Check Yourself: 5 Easy To Fix Common Kettlebell Mistakes
By admin
For most people, today is a big day. It’s the official start of the new year. I know the real day was last week, but who wants to start resolutions reaching goals on a Thursday or Friday?
Everyone needed this past weekend to get organized, their mind in the right place and of course it was the quiet before the storm. In our house at least.
I have a lot of new and exciting things planned for LiftingRevolution this year. And while I can’t share everything today, I can share one big change…
I want to talk more kettlebells. Not just workouts, but teach more. Share the fundamentals, help build confidence and really educate who ever wants to learn about these powerful weights.
If you have no interest in them, I’m sorry. I hope we can still be friends.
All that today say, I’m kicking off the week with this…
Where Most People Go Wrong With Kettlebell Exercises
Worried you’re not doing something right when you pick up a kettlebell? Unfortunately, most people are committing at least one of these kettlebell tragedies.
Yes, it’s true, a kettlebell can downright hurt when you’re holding it. That ball can put some serious pressure on your wrists and forearm and lead to some serious bruising.

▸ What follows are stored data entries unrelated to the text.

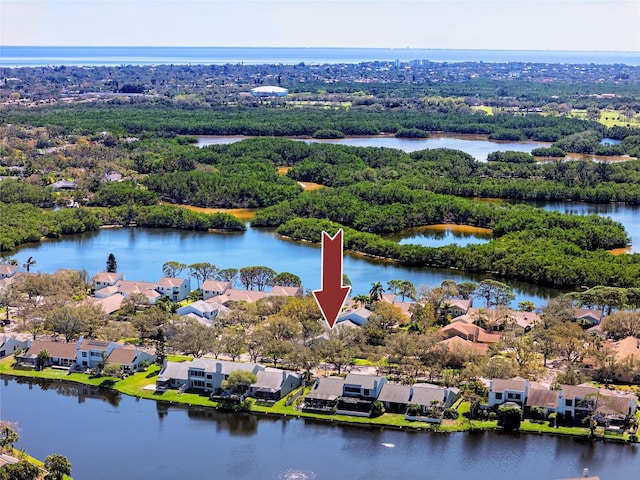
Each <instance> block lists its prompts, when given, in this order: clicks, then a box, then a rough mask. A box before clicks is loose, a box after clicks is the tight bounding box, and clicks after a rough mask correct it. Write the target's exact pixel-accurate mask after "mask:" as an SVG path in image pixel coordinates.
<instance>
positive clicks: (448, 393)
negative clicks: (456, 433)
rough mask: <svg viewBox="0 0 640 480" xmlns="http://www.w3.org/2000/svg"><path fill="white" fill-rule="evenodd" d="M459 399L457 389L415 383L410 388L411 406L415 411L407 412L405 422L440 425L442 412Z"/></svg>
mask: <svg viewBox="0 0 640 480" xmlns="http://www.w3.org/2000/svg"><path fill="white" fill-rule="evenodd" d="M459 397H460V390H459V389H457V388H444V387H440V386H438V385H432V384H430V383H416V384H414V385H412V387H411V402H410V403H411V404H412V405H415V406H417V407H418V410H417V411H415V410H414V411H409V410H408V411H407V413H406V415H405V418H406V419H407V420H418V421H422V422H428V423H440V422H441V421H442V415H443V413H444V410H445V409H447V408H449V407H451V406H452V405H453V404H454V403H455V401H456V400H457V399H458V398H459Z"/></svg>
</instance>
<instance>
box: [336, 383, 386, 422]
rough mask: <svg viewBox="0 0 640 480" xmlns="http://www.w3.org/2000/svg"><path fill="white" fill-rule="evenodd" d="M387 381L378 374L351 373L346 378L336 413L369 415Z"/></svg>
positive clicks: (338, 402)
mask: <svg viewBox="0 0 640 480" xmlns="http://www.w3.org/2000/svg"><path fill="white" fill-rule="evenodd" d="M386 382H387V379H386V378H385V377H381V376H377V375H362V374H357V373H349V374H348V375H347V376H346V378H345V379H344V384H343V386H342V396H341V397H340V398H339V399H338V410H337V412H336V413H342V414H345V415H356V416H367V417H368V416H369V415H370V413H371V407H372V405H373V402H374V401H376V399H377V398H378V395H379V394H380V390H382V386H383V385H384V384H385V383H386Z"/></svg>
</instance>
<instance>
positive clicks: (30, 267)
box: [24, 257, 36, 272]
mask: <svg viewBox="0 0 640 480" xmlns="http://www.w3.org/2000/svg"><path fill="white" fill-rule="evenodd" d="M35 264H36V261H35V260H34V259H33V257H29V258H27V261H26V262H25V263H24V268H26V269H27V272H29V270H30V269H31V266H32V265H35Z"/></svg>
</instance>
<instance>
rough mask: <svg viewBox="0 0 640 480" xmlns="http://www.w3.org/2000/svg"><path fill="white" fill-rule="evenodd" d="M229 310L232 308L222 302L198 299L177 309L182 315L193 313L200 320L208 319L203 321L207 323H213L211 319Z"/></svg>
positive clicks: (180, 315)
mask: <svg viewBox="0 0 640 480" xmlns="http://www.w3.org/2000/svg"><path fill="white" fill-rule="evenodd" d="M229 312H230V310H229V309H228V308H227V307H225V306H224V305H222V304H220V303H217V302H215V301H204V300H198V301H196V302H193V303H190V304H188V305H185V306H184V307H180V308H178V309H177V310H176V313H177V314H178V315H180V316H183V315H189V314H193V315H195V316H196V317H198V319H199V320H206V322H203V323H205V324H206V325H211V321H212V320H214V319H215V318H216V317H217V316H218V315H219V314H220V313H229Z"/></svg>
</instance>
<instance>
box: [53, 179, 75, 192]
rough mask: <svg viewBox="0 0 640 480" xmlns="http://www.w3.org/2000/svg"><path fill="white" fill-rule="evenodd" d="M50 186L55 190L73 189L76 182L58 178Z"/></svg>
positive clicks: (70, 180)
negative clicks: (56, 179) (53, 182)
mask: <svg viewBox="0 0 640 480" xmlns="http://www.w3.org/2000/svg"><path fill="white" fill-rule="evenodd" d="M50 186H51V188H53V189H54V190H56V191H59V190H75V189H76V188H78V184H77V182H75V181H73V180H58V181H57V182H54V183H52V184H51V185H50Z"/></svg>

It can be easy to allow the hand to fall to 90-degrees, breaking the wrists, in an effort to keep the kb from pressing on your arm. But don’t do it.
Your goal is to keep your wrists straight for the most secure and balanced position possible. It allows you to remain in control of the weight and not the weight in control of you (an in this case, your shoulders).
If bruising is an issue for you, grab wrist guards to help.
A few years ago, Dan and I went on a quick vacation to Amelia Island, Florida.
We had just started kettlebells and were thrilled to see a great selection at the hotel gym.
I kicked off my workout with some swings, and probably about 10 reps in, the onsite trainer can to “correct” me. Showing me a “much better way” to swing… by squatting between each rep. He then went on to tell me I was keeping my legs too straight.
After a few minutes of trying to be polite, I finally had to break it down for him and teach the proper swing so that he wouldn’t pass his poor method on to others.
A swing IS NOT A SQUAT.
It’s a hip hinge… the same motion that allows for a straight leg deadlift. The hips push pack, while the back remains straight and waist bending forward.
After just a few reps, you’ll feel the focus turn towards the glutes and hamstrings. Just make sure those heels stay planted down.
When playing with a kettlebell, consider it an extension of yourself. You love it, you want to keep it close.
A lot of people when swinging, snatching, or cleaning will allow the kettlebell to swing LOW to the ground. This can put added pressure on the back, allow for the shoulders to curve and create imbalanced you don’t want.
Instead, keep that baby close… to your crotch.
You want your hands to stay in between your thighs in the lower position, with the kettlebell bottom pointed towards the wall behind you… and just barely peaking out.
It’s efficient, and will allow you to get through your workout a lot smoother.
Below shows where the kettlebell should always be before doing moves like cleans, snatches, and of course swings. It’s 1-2 feet IN FRONT of you. This allows for a safe start with what I call, “a football hike”.
This allows for a hip hinge from where you are able to hold the handle, lean it towards you, and hike it back between your legs to get the momentum of the move started.
I’ve seen too many beautiful people just pick it up and start swinging their body in an effort to get their kettlebell swinging.
It looks more like a scene from a porno, and it ain’t pretty. Even if the weight is incredibly light, always start here!
And finally…
Do you have the idea that if you swing or fling something heavy into the air, that it pretty much controls the outcome? That’s not the case at all, yet it’s perhaps the 2nd biggest error I see (behind the broken wrists).
Do not allow the kettlebell to control you or the exercise, you are always in control. Through the swing, pull, and grip, you can control how the kettlebell goes up and how it comes down.
If you do a snatch and feel as if the weight just plops down over your hand, then this is what I’m referring to.
Instead of the kettlebell going over your hand, your hand should be pushing THROUGH the kettlebell.
In the picture above, this is the point in which I would push my hand through the kettlebell instead of it flying over my hand.
That along with grip (and lots of practice) will have you doing them pain-free. <— Really… snatches shouldn’t hurt!
Does all of this make sense?
I know it’s a lot to take in, but it’s all very important and with practice (and proper training), all of the pieces will fall into place.
When I first started kettlebells, I had freaking no idea what I was doing. Dan and I would watch YouTube videos over and over again to grasp the concept since there weren’t many certified kettlebell trainers around us. But with practice, and studying we got it. And you will too!
My goal for 2015 is to convince everyone that has access to kettlebells (and is physically able) to give them a try!